The `./code/` directory contains separate scripts to replicate each `ReadMe` and `word2vec` model. It also contains a script for figures and tables from the article. The `./figures/` directory contains a copy of each of the figures generated by this latter script; the `./tables/` directory contains a copy of Table 2.

- `word2vec_functions.py`: A set of Python functions used in the other scripts.
- `01-gold_standard_model.R`: Code to produce the gold standard model using the `R` package `ReadMe`; generates proportions of documents in each codebook category and outputs data for the five categories analyzed in the paper. To exactly replicate the results in the paper, load the `cat_proportions.RData` file rather than running ReadMe from scratch; otherwise your results will slightly vary from the paper results.
- `02-naive_time_word2vec.py`: Code to produce the naive time implementation of the `word2vec` model; generates bootstrapped cosine similarities for the five word pairs analyzed in the paper. To exactly replicate the results in the paper, load the `naive_model_output.pickle` file rather than running word2vec from scratch; otherwise your results will slightly vary from the paper results.
- `03-overlap_word2vec.py`: Code to produce the overlapping time implementation of the `word2vec` model; generates bootstrapped cosine similarities for the five word pairs analyzed in the paper.
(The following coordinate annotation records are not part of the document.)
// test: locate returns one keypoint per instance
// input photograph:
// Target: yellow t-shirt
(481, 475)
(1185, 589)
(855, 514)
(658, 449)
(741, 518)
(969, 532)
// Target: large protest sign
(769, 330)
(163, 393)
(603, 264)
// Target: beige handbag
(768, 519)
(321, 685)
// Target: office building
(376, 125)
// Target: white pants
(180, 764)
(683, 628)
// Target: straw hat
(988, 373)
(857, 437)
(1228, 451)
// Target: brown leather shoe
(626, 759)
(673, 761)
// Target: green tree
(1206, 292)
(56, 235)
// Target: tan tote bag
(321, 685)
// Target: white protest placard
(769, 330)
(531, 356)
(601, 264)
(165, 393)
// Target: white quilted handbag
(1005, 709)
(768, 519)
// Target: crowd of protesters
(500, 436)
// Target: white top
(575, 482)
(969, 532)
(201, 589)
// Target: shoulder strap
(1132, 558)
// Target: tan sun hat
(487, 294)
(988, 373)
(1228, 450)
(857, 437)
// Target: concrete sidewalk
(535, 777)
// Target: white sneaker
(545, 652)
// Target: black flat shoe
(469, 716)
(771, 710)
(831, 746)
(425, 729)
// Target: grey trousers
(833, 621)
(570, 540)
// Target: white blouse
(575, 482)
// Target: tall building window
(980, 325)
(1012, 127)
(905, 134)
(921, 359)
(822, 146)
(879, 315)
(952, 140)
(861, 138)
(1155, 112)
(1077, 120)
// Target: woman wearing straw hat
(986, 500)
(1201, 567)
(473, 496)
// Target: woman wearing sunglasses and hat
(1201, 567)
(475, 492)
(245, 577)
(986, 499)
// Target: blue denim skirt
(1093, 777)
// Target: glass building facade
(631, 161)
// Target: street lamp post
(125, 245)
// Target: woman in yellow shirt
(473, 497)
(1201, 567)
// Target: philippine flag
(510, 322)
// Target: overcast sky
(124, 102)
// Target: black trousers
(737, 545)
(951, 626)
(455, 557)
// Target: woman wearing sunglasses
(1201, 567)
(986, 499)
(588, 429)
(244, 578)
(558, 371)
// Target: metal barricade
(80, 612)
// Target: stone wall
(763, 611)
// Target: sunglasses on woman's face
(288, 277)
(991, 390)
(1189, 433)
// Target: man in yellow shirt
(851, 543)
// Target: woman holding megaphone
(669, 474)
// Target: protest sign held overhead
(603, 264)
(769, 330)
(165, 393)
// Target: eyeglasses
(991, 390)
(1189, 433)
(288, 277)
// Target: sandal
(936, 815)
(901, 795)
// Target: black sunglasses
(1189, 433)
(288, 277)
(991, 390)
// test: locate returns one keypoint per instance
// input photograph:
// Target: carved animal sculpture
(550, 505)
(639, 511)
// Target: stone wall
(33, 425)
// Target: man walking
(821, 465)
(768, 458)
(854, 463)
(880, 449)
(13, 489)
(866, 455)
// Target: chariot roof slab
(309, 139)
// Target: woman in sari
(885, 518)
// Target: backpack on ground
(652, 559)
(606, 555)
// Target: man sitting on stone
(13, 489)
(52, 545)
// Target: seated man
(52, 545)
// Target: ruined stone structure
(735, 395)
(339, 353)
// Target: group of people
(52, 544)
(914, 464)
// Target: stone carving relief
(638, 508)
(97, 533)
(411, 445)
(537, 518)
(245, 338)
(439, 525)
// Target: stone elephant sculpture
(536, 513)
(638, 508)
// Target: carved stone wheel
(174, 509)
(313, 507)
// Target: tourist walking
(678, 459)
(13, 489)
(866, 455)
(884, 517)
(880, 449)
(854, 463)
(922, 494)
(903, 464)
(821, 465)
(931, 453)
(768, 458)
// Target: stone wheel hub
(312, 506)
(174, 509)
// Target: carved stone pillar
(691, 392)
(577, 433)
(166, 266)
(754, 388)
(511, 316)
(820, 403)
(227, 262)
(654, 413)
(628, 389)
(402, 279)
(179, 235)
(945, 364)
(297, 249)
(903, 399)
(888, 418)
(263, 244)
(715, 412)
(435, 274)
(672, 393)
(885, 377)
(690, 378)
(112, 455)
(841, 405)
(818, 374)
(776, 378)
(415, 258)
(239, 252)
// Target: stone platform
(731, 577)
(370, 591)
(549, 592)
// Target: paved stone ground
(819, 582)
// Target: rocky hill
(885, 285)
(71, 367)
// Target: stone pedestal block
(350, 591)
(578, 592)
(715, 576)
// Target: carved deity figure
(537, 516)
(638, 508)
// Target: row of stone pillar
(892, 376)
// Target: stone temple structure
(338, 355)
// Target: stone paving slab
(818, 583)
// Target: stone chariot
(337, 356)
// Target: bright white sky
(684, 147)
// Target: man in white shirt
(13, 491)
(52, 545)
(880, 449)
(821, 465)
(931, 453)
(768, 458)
To exactly replicate the results in the paper, load the `overlap_model_output.pickle` file rather than running word2vec from scratch; otherwise your results will slightly vary from the paper results.
- `04-chrono_word2vec.py`: Code to produce the chronologically trained implementation of the `word2vec` model; generates bootstrapped cosine similarities for the five word pairs analyzed in the paper, as well as bootstrapped means and confidence intervals for the "social"-"equality" pair analyzed in Section 7 of the article.
- `05-aligned_word2vec.py`: Code to produce the aligned implementation of the `word2vec` model; generates bootstrapped cosine similarities for the five word pairs analyzed in the paper.
- `06-figures.R`: Code to produce the four figures in the article, as well as Table 2 of model assessment statistics.